Aside from a (hopefully) pleasing and useful search interface, with the year winding down, it is useful to take a step back and assess where the SAEON Data Portal fits into the larger context at uLwazi, and even more generally, at SAEON. The SAEON Data Portal is a small part of many larger systems, including the Open Data Platform that is still under development.

It even represents a small part of SAEON’s vision for the future; a tiny cog in a larger system.

Does ‘open-access’ mean digital? 

To send a message around the earth – some 40 000 km – takes less than a second. In recent years, lack of instant communication in South Africa or elsewhere is either the product of systemic inequality or nostalgia. To revisit this world one must place oneself in the shoes of South Africa’s 50% unconnected citizens, read a romanticized book about the past, or explore the archives of the Internet Engineering Task Force (IETF).

Among the various technical formats that the IETF oversees is a specification of the Internet implemented via carrier pigeons instead of cables. This specification, first proposed as an April Fools’ joke in 1990, has been extended twice – in 1999 and 2011 – on subsequent April Fools’ days and now forms a fairly convincing, and humorous, possible internet format that is an analogue alternative to digitally hosted websites.

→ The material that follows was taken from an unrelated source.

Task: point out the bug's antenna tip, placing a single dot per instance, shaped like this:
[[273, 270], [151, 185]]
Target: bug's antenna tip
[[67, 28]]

Such an idea is unlikely to ‘take off’ since it is completely impractical. But, the juxtaposition of ‘tech’ stereotypes, and pigeons, and the humorous contrast of such a world begs the question: could the SAEON Data Portal have been achieved by carrier pigeon, and what are the benefits of having developed a website instead?

If technical systems can be described in terms of pigeons, then surely, it is worth reassessing the nature of what digital systems achieve compared to analogue system alternatives. What would an analogue open access platform look like, and who would build it?

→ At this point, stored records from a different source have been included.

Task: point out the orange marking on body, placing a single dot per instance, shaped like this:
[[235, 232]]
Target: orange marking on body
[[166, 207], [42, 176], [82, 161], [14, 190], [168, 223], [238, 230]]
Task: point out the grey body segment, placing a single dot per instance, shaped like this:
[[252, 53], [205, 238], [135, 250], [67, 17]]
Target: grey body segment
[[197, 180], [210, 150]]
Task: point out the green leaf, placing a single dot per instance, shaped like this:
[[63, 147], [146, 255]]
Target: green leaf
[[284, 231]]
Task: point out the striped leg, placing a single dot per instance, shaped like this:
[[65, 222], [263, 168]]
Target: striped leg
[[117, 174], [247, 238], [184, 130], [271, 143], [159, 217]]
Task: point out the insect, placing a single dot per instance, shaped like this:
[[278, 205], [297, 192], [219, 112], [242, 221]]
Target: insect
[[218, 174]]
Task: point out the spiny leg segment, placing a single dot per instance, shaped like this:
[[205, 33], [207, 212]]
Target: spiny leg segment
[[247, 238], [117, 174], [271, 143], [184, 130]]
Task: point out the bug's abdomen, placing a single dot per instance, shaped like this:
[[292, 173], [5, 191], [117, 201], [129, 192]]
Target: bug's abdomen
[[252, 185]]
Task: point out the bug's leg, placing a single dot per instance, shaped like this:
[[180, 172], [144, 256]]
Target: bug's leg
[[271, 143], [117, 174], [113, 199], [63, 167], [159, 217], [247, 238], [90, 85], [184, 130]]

The language describing the Internet is highly influenced by the analogue systems that it replaces. ‘Packets’ is an intuitive term for indicating strong entity boundaries and items of transport, and ‘dropping’ packets for indicating failed transmissions. (One of the problems with the Internet via avian carriers is the high number of dropped packets).

The vocabulary on which all digital systems exist is a mishmash of terms, ideas and metaphors that have been repurposed in ways that hint at the thought processes of early innovators. Or, in the case of certain metaphors – the ‘slave/master’ database terminology, for example – we see a general lack of thought or historical sensitivity.

The language similarities between analogue systems and their digital counterparts is significant because it at once diminishes their functional differences while allowing for effortless uptake of systems that are vastly different from how they appear. Filing cabinets, for example, fulfil the same role as databases.

But the ability to rapidly transact with a datastore, and the differences between handling information stored digitally vs physically, make these two technologies not directly comparable. And yet, the differences between filing cabinets and digital databases might go unnoticed in many environments where there is a 1:1 correlation between analogue work replaced by digital work. It is up to information workers – such as those of us at uLwazi – to be discerning and understand the philosophical differences offered by a digital world.

Looking forward to the new year 

One of the features of the SAEON Data Portal that would not be found in analogue data storage is that more than one person can make use of the service at a time.

Implementing the SAEON Data Portal as an analogue system in the era of books, journals and microfiches in library holdings would entail clear tradeoffs. Data access would not be real-time, concurrency would be limited to the number of copies of a resource, and errors (such as miss-shelving resources) would result in labour-intensive curation and significant system downtime. It would be difficult to position an open access platform as competitive without investment in the technology that underlies websites such as the SAEON Data Portal.

We are confident that certain tools belong in the web – including the SAEON Data Portal. It is with careful consideration that we have opted for building on top of a digital web-based platform rather than the South African carrier pigeon network, and the results speak for themselves.

With the coming new year, we look forward to extending our offering with data exploration features that include advanced analytics and visualisations. Watch this space!